Moraes ignora sanções dos EUA e afirma que STF não se curvará

Ministro reage à lista de Trump e denuncia tentativa de golpe e traição nacional

01 de Agosto de 2025
Foto: Divulgação

O ministro Alexandre de Moraes, do Supremo Tribunal Federal (STF), afirmou nesta sexta-feira (1º) que não irá se intimidar com as sanções impostas contra ele pelo governo dos Estados Unidos. Em pronunciamento durante a abertura do semestre judiciário, Moraes reforçou que o STF “não se vergara? a ameac?as covardes e infruti?feras”.

O ministro é o primeiro brasileiro a ser incluído na lista de sanções da Lei Magnitsky, utilizada pelos EUA para punir estrangeiros acusados de corrupção ou violação de direitos humanos. A decisão, segundo Moraes, representa uma tentativa externa de interferência nos processos conduzidos pelo STF, especialmente os ligados aos atos golpistas de 8 de janeiro de 2023.

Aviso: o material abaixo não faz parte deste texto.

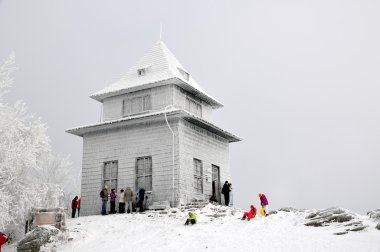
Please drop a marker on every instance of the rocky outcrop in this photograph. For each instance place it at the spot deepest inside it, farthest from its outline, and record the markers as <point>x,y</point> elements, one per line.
<point>341,218</point>
<point>37,238</point>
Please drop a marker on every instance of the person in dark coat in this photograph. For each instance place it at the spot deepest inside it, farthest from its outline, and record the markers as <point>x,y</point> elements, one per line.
<point>113,196</point>
<point>78,206</point>
<point>104,197</point>
<point>226,193</point>
<point>141,199</point>
<point>3,239</point>
<point>74,205</point>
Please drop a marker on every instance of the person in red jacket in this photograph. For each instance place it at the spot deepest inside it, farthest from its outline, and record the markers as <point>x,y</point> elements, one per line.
<point>78,206</point>
<point>3,239</point>
<point>251,214</point>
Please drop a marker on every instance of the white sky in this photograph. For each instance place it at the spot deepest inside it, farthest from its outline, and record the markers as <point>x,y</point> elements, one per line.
<point>300,82</point>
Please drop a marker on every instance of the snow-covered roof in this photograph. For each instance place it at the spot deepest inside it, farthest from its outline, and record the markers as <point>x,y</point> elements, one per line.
<point>160,67</point>
<point>80,131</point>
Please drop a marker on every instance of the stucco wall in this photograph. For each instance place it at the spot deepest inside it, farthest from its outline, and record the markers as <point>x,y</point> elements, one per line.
<point>196,142</point>
<point>125,145</point>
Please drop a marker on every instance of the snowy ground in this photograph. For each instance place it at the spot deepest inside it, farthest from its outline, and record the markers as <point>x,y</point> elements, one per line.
<point>214,232</point>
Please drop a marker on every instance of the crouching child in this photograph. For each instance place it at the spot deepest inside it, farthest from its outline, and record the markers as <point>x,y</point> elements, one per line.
<point>251,214</point>
<point>191,219</point>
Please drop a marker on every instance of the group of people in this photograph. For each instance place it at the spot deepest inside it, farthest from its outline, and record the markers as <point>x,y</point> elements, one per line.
<point>252,213</point>
<point>126,199</point>
<point>75,205</point>
<point>192,219</point>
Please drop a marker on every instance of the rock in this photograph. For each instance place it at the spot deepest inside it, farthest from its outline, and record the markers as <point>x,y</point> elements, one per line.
<point>36,238</point>
<point>335,216</point>
<point>312,215</point>
<point>358,228</point>
<point>375,214</point>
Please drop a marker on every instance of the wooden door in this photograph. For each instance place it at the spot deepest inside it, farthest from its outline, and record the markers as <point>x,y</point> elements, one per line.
<point>216,182</point>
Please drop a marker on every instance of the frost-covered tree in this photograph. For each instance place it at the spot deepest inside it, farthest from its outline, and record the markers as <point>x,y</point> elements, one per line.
<point>29,174</point>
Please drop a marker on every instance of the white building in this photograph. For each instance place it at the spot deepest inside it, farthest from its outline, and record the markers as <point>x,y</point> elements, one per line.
<point>135,146</point>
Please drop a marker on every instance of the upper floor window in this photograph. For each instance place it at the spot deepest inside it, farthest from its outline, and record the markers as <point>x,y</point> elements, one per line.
<point>110,173</point>
<point>144,173</point>
<point>198,176</point>
<point>193,107</point>
<point>137,105</point>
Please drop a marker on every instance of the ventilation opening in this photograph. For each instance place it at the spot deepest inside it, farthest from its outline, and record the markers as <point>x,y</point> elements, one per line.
<point>141,71</point>
<point>185,74</point>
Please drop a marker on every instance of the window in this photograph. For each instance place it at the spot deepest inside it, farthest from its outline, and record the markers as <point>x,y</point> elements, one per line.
<point>141,72</point>
<point>198,176</point>
<point>137,105</point>
<point>193,107</point>
<point>144,173</point>
<point>110,174</point>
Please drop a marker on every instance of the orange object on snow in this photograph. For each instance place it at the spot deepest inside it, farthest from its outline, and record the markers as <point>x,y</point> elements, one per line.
<point>251,214</point>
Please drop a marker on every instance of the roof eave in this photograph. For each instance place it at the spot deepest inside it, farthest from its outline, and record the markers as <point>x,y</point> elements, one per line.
<point>174,80</point>
<point>81,131</point>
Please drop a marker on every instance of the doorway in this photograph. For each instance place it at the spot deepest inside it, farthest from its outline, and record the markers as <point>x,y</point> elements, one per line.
<point>216,183</point>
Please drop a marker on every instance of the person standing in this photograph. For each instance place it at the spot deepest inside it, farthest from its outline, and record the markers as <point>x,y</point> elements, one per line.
<point>104,197</point>
<point>191,219</point>
<point>78,206</point>
<point>226,193</point>
<point>74,206</point>
<point>129,199</point>
<point>251,214</point>
<point>264,203</point>
<point>113,201</point>
<point>122,201</point>
<point>3,240</point>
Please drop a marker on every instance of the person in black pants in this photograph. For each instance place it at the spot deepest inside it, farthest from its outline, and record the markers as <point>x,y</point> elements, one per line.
<point>74,206</point>
<point>141,199</point>
<point>226,193</point>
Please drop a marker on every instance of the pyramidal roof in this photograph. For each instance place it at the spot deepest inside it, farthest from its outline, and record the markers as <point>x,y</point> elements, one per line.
<point>160,68</point>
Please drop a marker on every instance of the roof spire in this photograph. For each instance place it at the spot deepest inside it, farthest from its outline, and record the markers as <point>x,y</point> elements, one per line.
<point>160,31</point>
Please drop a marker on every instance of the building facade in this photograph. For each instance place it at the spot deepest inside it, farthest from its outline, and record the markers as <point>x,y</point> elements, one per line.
<point>156,133</point>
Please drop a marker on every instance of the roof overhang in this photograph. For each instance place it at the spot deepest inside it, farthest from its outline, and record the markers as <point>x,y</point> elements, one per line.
<point>176,81</point>
<point>173,113</point>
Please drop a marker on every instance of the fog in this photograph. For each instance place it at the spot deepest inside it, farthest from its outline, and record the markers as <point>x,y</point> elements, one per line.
<point>299,81</point>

"As ações prosseguirão. O rito processual do STF não se adiantará, não se atrasará. Este relator vai ignorar as sanções que lhe foram aplicadas e continuará trabalhando como sempre, de forma colegiada", declarou Moraes, que conduz os processos contra o ex-presidente Jair Bolsonaro e aliados acusados de orquestrar tentativa de golpe.

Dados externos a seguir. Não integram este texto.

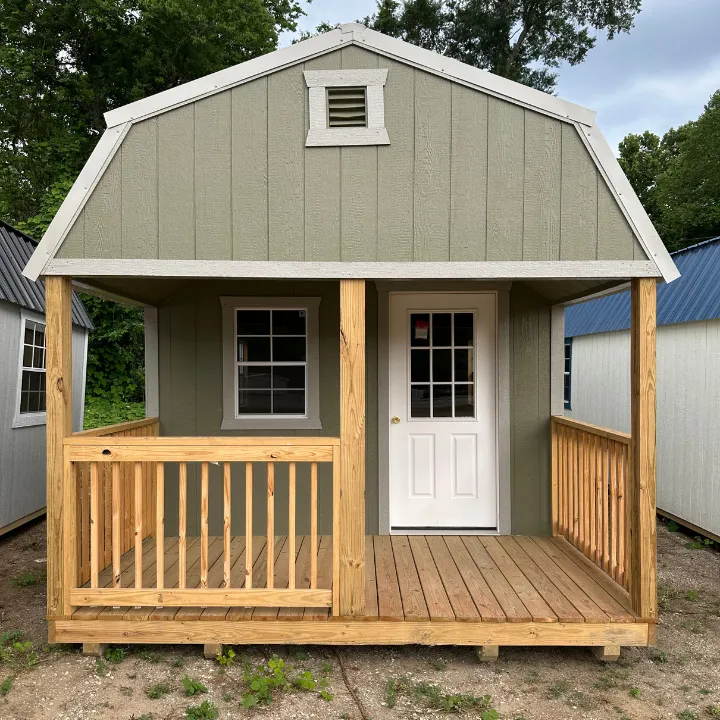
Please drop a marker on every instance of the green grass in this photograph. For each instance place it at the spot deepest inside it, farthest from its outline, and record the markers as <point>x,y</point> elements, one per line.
<point>100,412</point>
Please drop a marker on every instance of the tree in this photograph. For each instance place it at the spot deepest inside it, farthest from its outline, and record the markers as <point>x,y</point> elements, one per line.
<point>524,40</point>
<point>63,64</point>
<point>677,178</point>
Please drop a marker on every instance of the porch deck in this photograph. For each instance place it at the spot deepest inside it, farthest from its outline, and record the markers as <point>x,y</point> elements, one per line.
<point>426,589</point>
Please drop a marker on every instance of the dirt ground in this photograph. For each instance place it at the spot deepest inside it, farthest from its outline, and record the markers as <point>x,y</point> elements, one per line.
<point>679,678</point>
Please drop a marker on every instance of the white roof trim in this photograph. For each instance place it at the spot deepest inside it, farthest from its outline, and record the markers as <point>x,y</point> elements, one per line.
<point>120,120</point>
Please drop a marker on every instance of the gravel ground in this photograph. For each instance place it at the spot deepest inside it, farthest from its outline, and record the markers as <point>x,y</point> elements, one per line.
<point>679,678</point>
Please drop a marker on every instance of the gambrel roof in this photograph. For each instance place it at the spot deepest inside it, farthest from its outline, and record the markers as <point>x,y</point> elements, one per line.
<point>121,120</point>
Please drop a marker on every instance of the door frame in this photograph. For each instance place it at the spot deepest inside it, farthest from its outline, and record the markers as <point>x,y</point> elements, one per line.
<point>502,292</point>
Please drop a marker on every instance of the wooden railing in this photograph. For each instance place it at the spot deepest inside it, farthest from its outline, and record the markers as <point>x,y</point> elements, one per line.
<point>591,483</point>
<point>122,505</point>
<point>127,456</point>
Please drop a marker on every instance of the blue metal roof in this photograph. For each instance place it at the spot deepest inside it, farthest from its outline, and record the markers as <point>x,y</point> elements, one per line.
<point>695,295</point>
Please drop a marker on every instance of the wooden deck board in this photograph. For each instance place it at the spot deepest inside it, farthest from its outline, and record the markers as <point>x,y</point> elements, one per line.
<point>420,579</point>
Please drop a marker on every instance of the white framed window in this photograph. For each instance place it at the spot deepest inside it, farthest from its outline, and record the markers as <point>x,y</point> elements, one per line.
<point>30,402</point>
<point>347,107</point>
<point>271,370</point>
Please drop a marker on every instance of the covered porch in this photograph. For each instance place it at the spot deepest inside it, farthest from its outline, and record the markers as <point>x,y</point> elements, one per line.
<point>124,567</point>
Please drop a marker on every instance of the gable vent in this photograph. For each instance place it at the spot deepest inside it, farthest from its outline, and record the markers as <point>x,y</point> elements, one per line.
<point>347,107</point>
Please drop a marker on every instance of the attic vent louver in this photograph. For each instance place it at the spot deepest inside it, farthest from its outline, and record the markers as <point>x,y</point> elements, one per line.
<point>347,107</point>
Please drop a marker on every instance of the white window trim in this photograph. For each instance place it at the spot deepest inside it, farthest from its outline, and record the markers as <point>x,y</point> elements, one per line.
<point>319,134</point>
<point>27,419</point>
<point>311,421</point>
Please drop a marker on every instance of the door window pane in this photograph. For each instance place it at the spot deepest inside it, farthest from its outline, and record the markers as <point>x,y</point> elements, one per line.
<point>420,366</point>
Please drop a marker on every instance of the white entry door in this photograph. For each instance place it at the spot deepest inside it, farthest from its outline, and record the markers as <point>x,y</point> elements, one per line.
<point>443,408</point>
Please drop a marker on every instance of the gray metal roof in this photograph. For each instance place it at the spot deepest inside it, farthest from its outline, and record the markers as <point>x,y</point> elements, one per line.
<point>694,296</point>
<point>15,250</point>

Durante o discurso, Moraes denunciou o que classificou como tentativa de obstrução de Justiça. Segundo ele, uma organização criminosa tenta pressionar o STF a arquivar ações penais por meio da cooptação de interesses internacionais. “Acham que estão lidando com milicianos. Mas não estão: estão falando com ministros da Suprema Corte brasileira”, disse.

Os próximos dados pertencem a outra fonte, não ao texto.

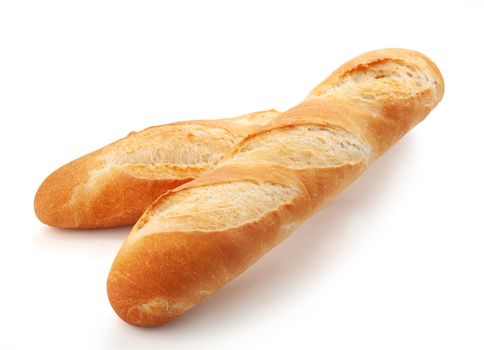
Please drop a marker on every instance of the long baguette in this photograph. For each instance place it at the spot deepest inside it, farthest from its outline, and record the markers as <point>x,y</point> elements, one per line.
<point>114,185</point>
<point>196,238</point>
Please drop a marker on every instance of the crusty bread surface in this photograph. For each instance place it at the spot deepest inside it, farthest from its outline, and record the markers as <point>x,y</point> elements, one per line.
<point>196,238</point>
<point>114,185</point>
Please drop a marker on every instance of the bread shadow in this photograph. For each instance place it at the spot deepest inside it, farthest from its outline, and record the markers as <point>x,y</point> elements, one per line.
<point>320,241</point>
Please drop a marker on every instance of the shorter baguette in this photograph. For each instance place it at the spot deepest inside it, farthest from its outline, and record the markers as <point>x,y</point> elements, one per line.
<point>196,238</point>
<point>115,184</point>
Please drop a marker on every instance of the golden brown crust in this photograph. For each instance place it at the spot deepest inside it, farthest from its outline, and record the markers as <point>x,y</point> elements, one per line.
<point>109,187</point>
<point>364,107</point>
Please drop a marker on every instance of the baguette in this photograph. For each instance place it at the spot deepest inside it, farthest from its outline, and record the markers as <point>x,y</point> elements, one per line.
<point>196,238</point>
<point>114,185</point>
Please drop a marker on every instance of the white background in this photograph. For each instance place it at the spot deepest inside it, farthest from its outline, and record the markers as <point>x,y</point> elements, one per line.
<point>396,262</point>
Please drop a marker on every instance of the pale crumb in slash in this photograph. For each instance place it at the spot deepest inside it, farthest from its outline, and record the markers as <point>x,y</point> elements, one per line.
<point>382,80</point>
<point>156,304</point>
<point>303,146</point>
<point>204,293</point>
<point>217,207</point>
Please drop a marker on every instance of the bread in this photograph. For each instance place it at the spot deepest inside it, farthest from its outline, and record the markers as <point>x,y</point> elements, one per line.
<point>114,185</point>
<point>196,238</point>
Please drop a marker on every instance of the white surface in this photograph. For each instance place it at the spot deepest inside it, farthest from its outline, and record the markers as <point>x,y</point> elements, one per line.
<point>396,262</point>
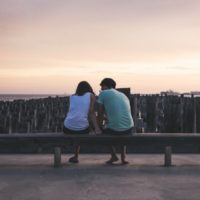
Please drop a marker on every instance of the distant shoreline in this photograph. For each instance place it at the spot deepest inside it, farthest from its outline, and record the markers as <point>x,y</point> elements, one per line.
<point>12,97</point>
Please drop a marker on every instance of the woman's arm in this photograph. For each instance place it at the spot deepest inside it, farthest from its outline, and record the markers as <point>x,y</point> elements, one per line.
<point>92,115</point>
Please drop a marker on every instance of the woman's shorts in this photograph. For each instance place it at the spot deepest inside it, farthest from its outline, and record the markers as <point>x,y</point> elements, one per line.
<point>69,131</point>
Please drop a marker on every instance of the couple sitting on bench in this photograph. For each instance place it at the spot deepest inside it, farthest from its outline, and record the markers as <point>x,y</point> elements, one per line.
<point>114,115</point>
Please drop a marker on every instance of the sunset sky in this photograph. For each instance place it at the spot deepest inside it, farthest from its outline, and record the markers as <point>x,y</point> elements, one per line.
<point>48,46</point>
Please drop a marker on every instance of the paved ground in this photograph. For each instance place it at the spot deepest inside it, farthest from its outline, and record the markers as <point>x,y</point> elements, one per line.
<point>32,177</point>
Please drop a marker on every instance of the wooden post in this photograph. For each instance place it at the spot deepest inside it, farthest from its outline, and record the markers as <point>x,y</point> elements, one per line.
<point>181,112</point>
<point>10,124</point>
<point>168,157</point>
<point>156,113</point>
<point>135,110</point>
<point>194,114</point>
<point>57,157</point>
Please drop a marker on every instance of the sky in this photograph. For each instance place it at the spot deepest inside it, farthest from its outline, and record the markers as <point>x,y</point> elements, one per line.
<point>49,46</point>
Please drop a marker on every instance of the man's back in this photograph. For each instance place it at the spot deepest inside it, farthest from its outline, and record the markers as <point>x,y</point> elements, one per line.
<point>117,108</point>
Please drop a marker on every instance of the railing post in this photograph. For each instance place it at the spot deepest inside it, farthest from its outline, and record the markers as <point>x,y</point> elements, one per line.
<point>194,114</point>
<point>181,112</point>
<point>168,156</point>
<point>57,157</point>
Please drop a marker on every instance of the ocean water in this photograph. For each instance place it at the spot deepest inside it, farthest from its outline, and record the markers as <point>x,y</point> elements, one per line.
<point>12,97</point>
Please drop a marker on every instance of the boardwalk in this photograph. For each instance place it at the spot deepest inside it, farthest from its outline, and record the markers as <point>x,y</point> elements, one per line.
<point>32,177</point>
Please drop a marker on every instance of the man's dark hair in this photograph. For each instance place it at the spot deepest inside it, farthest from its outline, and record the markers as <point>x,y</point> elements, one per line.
<point>108,82</point>
<point>83,87</point>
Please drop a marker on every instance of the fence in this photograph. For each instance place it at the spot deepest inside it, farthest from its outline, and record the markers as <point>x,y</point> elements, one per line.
<point>151,113</point>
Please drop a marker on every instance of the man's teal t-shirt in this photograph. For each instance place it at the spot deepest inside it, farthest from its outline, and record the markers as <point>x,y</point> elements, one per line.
<point>117,108</point>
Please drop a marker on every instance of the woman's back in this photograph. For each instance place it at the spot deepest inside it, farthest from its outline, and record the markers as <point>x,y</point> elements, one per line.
<point>77,117</point>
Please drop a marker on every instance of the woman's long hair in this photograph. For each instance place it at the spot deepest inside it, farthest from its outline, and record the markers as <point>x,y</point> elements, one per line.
<point>83,87</point>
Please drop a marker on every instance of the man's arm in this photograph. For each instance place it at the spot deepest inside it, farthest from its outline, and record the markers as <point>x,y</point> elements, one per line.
<point>100,116</point>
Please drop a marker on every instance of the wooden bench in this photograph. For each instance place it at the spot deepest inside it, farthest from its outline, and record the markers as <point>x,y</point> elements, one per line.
<point>57,141</point>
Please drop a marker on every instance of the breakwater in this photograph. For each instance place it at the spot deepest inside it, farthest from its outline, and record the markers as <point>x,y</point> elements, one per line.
<point>151,113</point>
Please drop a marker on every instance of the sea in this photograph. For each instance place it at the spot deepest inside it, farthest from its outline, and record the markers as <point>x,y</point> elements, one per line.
<point>12,97</point>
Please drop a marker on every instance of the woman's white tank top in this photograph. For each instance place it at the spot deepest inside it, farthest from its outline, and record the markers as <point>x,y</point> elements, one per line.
<point>77,117</point>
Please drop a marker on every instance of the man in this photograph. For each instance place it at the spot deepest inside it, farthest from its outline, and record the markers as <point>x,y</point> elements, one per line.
<point>114,110</point>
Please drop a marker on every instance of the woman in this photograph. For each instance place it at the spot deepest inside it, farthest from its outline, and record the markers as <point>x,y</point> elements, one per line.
<point>81,111</point>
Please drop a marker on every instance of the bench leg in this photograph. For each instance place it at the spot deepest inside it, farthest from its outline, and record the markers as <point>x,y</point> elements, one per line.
<point>168,156</point>
<point>57,157</point>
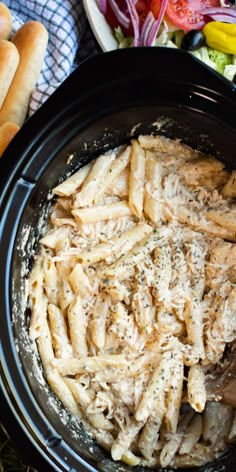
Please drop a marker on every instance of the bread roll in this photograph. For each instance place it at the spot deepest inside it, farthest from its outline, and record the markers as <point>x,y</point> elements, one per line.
<point>7,133</point>
<point>5,22</point>
<point>9,60</point>
<point>31,41</point>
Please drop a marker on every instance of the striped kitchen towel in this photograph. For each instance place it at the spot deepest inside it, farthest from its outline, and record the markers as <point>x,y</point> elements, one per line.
<point>70,40</point>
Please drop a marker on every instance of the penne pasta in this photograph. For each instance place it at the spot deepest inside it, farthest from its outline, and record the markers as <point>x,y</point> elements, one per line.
<point>133,301</point>
<point>136,179</point>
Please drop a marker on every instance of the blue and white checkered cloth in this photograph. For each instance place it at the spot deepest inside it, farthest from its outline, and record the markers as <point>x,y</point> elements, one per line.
<point>70,40</point>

O ministro também criticou projetos de anistia em tramitação no Congresso e mencionou parlamentares que, segundo ele, trabalham para fragilizar o Judiciário. Ele citou pressões para o início de pedidos de impeachment contra ministros do STF sem base legal, apenas por discordância política.

Ainda no discurso, Moraes criticou brasileiros que estão fora do país e que, segundo ele, colaboram com ações internacionais para enfraquecer as instituições. Em referência indireta ao deputado licenciado Eduardo Bolsonaro, afirmou que "pseudopatriotas" que não permaneceram no Brasil movem ações covardes para tentar submeter o STF ao crivo estrangeiro.

O ministro agradeceu o apoio recebido do presidente do STF, Luís Roberto Barroso, e do decano Gilmar Mendes. Ambos haviam manifestado solidariedade diante das sanções, classificadas como injustificadas. Moraes reiterou que a soberania nacional é inegociável e que a Corte continuará exercendo suas funções com independência.

"O STF, a PGR e a Polícia Federal não se vergarão. A soberania nacional não será vilipendiada, negociada ou extorquida. É fundamento da nossa República", disse Moraes. Ele associou as pressões externas ao mesmo "modus operandi golpista" que resultou nos ataques às instituições em janeiro de 2023.

As sanções impostas incluem bloqueio de bens e restrições financeiras. O governo brasileiro reagiu com firmeza. O presidente Lula divulgou nota de repúdio à medida e tem se reunido com membros do STF para alinhar uma resposta institucional. Autoridades do Judiciário e do Itamaraty também se manifestaram em defesa de Moraes.